And it is exactly that wooliness I respond to, especially the unlikely convergence of all the disparate elements into a film that is unpredictable, and therefore disarming. I tend to think of film noir offerings, probably my most-loved cinematic subgenre, as characterized by Swiss watch plot construction. When I really consider it, though, that’s often not the case. For example, cornerstone Hollywood noir picture The Big Sleep is well known for a plot so convoluted even the filmmakers had to admit they were bamboozled by it. His Kind of Woman basically confirms the paradoxical insignificance of plot architecture in a subgenre so seemingly dependent of the soundness of plot, and compounds its proven theory by operating with a largely lackadaisical approach. Even the characters, led by the indispensable Robert Mitchum’s Dan Milner, proceed as if they’re bored by trying to figure out what’s going on. Instead, the wallow in the splendor of mood, florid emotion, and verbal exchanges that resound like the tolling of some grand clock. There are double-crosses, duplicity, vast sums of money tossed around like battered baseballs, and sexy individuals smoldering for the sheer pleasure of it. What it all sums up to is far less interesting than the pleasure of surveying the multitude of addends.

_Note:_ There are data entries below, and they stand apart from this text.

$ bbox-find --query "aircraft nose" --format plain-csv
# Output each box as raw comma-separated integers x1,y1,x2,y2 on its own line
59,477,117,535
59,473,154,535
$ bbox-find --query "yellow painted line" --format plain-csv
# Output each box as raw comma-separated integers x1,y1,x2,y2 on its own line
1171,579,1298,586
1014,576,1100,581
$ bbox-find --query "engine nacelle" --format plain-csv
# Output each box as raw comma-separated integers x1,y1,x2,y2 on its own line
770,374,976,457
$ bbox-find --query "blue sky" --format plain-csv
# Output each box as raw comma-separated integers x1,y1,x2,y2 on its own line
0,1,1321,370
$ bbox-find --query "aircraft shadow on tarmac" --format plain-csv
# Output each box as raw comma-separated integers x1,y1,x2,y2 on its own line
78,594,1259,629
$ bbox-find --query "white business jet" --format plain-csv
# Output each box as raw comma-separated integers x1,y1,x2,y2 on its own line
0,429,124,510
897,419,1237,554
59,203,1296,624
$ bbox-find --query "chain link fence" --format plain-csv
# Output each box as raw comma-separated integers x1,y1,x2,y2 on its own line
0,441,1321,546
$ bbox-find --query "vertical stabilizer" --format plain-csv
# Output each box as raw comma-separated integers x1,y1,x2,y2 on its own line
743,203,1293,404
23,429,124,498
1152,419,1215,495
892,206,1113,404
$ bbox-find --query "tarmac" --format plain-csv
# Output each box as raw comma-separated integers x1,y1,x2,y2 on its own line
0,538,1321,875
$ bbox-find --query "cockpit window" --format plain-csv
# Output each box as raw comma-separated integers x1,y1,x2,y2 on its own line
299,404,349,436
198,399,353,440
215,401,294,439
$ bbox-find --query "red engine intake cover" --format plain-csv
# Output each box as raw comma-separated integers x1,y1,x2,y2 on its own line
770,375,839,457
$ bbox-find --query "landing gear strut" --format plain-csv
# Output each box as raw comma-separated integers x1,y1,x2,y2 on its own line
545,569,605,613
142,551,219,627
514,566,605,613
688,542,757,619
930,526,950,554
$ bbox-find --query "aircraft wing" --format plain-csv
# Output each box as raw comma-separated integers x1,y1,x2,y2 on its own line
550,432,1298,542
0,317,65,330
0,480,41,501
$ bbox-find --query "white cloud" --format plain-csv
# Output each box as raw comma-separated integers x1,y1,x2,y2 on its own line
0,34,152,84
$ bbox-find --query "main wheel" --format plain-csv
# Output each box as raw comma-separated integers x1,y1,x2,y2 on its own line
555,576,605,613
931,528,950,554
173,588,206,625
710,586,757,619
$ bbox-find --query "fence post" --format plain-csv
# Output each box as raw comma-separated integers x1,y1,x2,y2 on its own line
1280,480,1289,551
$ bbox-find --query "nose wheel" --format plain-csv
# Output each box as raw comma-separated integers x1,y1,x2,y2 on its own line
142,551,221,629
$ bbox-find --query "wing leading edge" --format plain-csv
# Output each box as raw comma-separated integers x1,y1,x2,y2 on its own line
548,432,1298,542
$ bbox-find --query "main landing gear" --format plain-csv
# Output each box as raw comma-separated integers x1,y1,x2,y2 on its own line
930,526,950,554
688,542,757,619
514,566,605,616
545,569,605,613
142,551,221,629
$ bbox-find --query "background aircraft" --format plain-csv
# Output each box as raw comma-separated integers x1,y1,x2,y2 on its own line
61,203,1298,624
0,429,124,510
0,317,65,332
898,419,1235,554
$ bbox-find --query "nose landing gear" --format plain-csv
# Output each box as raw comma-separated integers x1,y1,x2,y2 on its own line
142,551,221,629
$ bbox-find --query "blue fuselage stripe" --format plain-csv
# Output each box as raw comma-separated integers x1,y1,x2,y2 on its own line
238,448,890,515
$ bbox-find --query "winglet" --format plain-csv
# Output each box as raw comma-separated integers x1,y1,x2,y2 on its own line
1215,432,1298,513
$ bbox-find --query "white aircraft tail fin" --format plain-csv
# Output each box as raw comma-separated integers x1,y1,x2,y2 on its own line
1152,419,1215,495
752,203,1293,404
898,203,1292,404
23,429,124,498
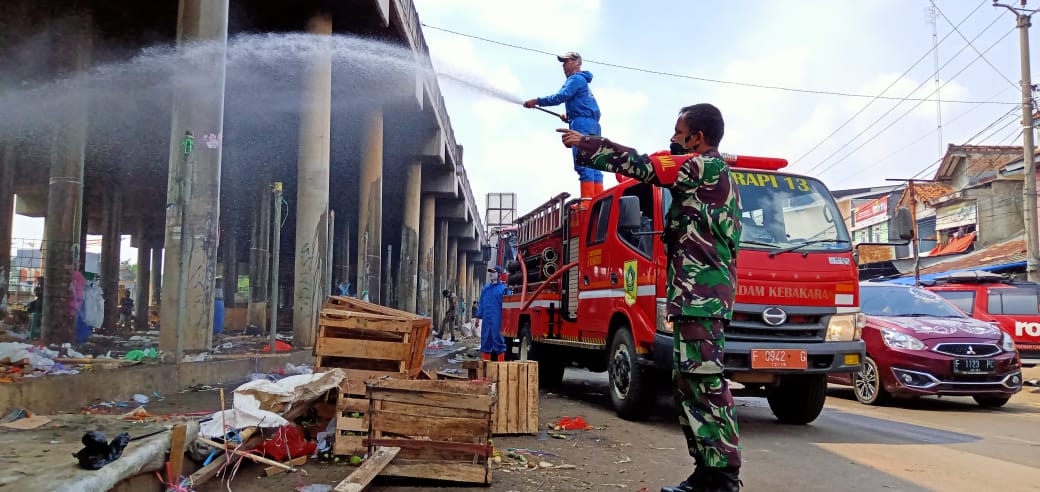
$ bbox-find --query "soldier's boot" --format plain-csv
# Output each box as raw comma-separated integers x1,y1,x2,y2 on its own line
704,468,743,492
660,466,708,492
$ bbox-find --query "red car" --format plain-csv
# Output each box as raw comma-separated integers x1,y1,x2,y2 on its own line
830,282,1022,407
925,271,1040,367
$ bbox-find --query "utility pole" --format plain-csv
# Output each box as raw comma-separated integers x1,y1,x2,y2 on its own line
269,181,282,354
885,178,920,287
993,0,1040,282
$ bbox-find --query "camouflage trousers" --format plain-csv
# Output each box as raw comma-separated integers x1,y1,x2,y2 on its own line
672,318,740,468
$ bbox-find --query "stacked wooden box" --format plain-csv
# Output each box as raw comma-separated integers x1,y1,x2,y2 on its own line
365,380,497,485
314,296,431,455
484,361,539,436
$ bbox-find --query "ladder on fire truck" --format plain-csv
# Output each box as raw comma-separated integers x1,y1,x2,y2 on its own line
516,192,571,244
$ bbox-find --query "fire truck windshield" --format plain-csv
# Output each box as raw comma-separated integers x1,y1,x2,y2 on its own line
662,170,851,253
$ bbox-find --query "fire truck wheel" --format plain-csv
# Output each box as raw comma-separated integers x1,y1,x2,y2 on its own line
766,374,827,425
606,327,654,420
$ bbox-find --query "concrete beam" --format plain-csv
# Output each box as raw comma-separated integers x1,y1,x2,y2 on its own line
437,200,466,223
419,125,444,166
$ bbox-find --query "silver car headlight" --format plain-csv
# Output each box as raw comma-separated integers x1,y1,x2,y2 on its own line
657,300,674,335
1000,332,1015,352
827,313,866,341
881,328,926,351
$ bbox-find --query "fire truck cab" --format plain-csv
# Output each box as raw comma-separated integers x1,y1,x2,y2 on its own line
502,156,864,423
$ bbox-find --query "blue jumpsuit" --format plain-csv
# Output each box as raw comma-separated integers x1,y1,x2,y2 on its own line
476,282,510,354
538,71,603,183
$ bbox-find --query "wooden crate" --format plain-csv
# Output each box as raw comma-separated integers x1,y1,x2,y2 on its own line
314,309,413,456
365,380,497,485
318,295,433,379
483,361,539,436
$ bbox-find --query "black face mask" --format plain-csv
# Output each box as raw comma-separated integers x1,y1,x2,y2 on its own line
668,133,694,155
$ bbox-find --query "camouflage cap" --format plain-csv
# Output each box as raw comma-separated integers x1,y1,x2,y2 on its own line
556,51,581,63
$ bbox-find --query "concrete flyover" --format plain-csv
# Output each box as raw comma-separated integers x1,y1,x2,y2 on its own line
0,0,486,353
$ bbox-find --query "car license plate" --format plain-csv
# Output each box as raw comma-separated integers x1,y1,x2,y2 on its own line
751,348,809,369
954,359,996,374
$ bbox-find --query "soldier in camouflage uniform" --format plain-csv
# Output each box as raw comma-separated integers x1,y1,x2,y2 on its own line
558,104,740,492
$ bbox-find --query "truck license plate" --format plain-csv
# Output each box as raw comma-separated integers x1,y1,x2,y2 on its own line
751,348,809,369
954,359,996,374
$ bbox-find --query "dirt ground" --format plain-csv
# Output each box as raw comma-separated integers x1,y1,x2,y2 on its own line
189,370,690,492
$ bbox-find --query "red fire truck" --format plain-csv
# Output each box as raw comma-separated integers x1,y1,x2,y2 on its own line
502,156,877,423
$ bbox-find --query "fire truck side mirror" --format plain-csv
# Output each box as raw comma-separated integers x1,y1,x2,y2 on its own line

As noted, Mitchum is fantastic. He owned film noir the way John Wayne owned westerns. They may be no other performers in Hollywood history besides the two of them who can make such definitive claims. The very best performance in the film, however, belongs to Vincent Price, playing hammy movie actor Mark Cardigan. As he becomes more and more engaged in the sort of rough and tumble heroism that’s usually the province of fiction for him, Price takes to scenes with thrilling gusto. He’s a man cracked open to the possibilities of the world, living what he’s previously pantomimed. There’s an according freedom to his emotions, like a kid breathing the summertime air after a winter so long he’d forgotten how the sun baked the oxygen to a different flavor. It exemplifies the whole film, which strikes out with a charming what-the-hell bravado. How much of that is owned by Farrow or Fleischer of any number of Hughes’s cadre of demolitionists and rebuilders is beside the point. Authorship is less important that the elusive alchemy, the surprising movie magic, that can make something like His Kind of Woman come together, against all odds.